Computer Tech Accidentally Erases Info on Alaska's $38 Billion Oil Fund
Tuesday, March 20, 2007
JUNEAU, Alaska — Perhaps you know that sinking feeling when a single keystroke accidentally destroy hours of work. Now imagine wiping out a disc drive containing an account worth $38 billion.
A computer technician at the Alaska Department of Revenue deleted applicant information for an oil-funded sales account — one of state residents' biggest perks.
While reformatting the disk drive during a routine maintenance check, the technician mistakenly reformatted the backup drive as well and, suddenly, all the data disappeared.
A third line of defense — backup tapes that are updated nightly — were unreadable.

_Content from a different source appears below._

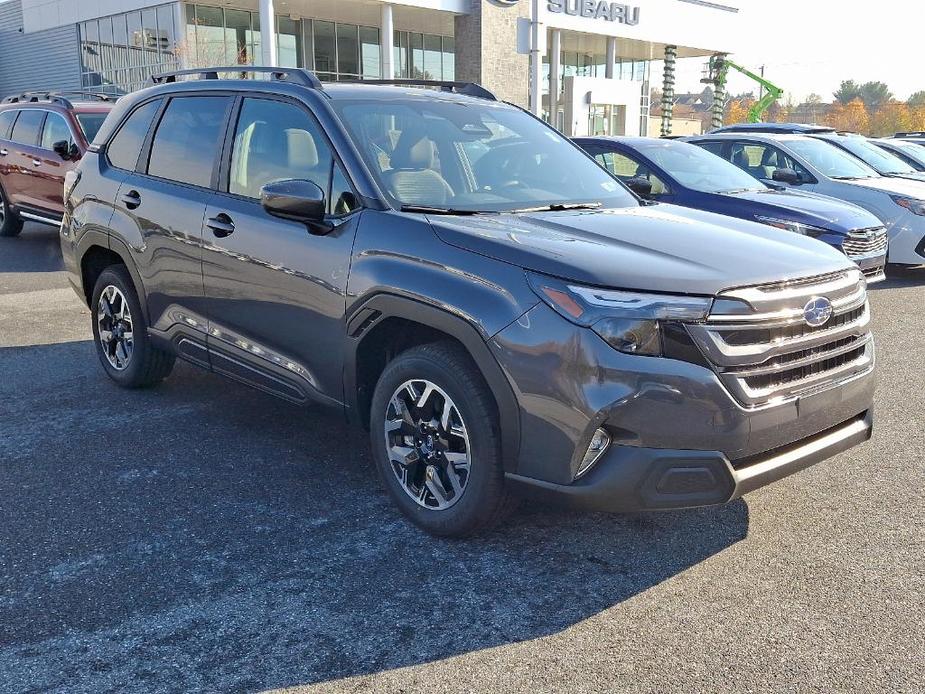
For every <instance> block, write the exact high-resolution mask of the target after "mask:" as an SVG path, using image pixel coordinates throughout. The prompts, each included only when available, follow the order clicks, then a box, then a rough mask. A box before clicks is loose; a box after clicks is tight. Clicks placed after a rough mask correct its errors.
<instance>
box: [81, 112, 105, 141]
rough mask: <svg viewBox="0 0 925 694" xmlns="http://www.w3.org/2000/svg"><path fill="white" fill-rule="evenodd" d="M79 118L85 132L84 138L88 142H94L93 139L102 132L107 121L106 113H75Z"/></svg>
mask: <svg viewBox="0 0 925 694" xmlns="http://www.w3.org/2000/svg"><path fill="white" fill-rule="evenodd" d="M74 115H76V116H77V122H78V123H80V129H81V130H83V131H84V137H86V138H87V142H93V138H94V137H96V134H97V133H98V132H99V131H100V128H101V127H102V126H103V121H104V120H106V116H107V115H108V114H106V113H75V114H74Z"/></svg>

"Nobody panicked, but we instantly went into planning for the worst-case scenario," said Permanent Fund Dividend Division Director Amy Skow, about the computer foul-up in July that ended up costing the department more than $200,000.
Nine months worth of information concerning the yearly payout from the Alaska Permanent Fund was gone: some 800,000 electronic images that had been painstakingly scanned into the system months earlier, the 2006 paper applications that people had either mailed in or filed over the counter, and supporting documentation such as birth certificates and proof of residence.

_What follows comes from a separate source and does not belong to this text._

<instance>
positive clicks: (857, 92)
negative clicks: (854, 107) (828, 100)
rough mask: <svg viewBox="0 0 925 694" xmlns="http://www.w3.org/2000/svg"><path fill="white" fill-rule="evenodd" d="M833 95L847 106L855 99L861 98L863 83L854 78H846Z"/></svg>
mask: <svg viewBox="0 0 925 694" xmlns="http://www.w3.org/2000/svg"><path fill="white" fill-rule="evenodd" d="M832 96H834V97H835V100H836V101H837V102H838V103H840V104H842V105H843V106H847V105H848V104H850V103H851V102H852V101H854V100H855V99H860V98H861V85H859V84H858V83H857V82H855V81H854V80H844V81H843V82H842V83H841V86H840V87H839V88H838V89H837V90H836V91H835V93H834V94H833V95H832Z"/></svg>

The only backup was the paperwork itself — stored in more than 300 cardboard boxes.
"We had to bring that paper back to the scanning room, and send it through again, and quality control it, and then you have to have a way to link that paper to that person's file," said Skow.

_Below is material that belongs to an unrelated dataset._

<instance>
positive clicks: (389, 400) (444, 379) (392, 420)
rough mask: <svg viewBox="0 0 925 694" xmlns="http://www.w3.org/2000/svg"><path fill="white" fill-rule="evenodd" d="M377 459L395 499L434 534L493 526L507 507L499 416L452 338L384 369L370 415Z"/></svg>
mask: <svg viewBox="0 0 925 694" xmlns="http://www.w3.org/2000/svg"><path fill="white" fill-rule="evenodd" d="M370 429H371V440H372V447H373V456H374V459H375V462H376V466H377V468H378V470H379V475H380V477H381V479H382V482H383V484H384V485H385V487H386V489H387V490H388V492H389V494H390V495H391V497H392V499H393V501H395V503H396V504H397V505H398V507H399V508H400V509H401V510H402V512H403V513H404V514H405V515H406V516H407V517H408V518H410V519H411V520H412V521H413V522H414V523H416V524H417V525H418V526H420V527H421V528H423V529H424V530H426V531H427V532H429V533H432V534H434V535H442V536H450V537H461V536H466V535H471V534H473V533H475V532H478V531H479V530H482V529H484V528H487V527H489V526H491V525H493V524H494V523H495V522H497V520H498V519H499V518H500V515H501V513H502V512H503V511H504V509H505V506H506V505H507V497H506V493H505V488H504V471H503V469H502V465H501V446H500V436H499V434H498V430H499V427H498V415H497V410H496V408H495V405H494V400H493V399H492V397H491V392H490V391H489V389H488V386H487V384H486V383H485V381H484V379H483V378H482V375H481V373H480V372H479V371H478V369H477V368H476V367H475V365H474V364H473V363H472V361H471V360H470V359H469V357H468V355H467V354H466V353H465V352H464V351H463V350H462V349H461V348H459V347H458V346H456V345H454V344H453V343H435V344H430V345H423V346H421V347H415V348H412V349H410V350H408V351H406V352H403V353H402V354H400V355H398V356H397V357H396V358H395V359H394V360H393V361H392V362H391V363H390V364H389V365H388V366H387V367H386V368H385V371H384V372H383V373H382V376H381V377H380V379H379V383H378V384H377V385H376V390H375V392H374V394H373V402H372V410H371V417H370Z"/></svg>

Staff working overtime and weekends re-entered the lost data into the system by the end of August.
Last October and November, they met their obligation to the public and a majority of the estimated 600,000 payments for last year's $1,106.96 individual dividends went out on schedule.
Former Revenue Commissioner Bill Corbus said no one was blamed in the incident.
"Everybody felt very bad about it and we all learned a lesson. There was no witch hunt," said Corbus.
According to department staff, they now have a proven and regularly tested backup and restore procedure.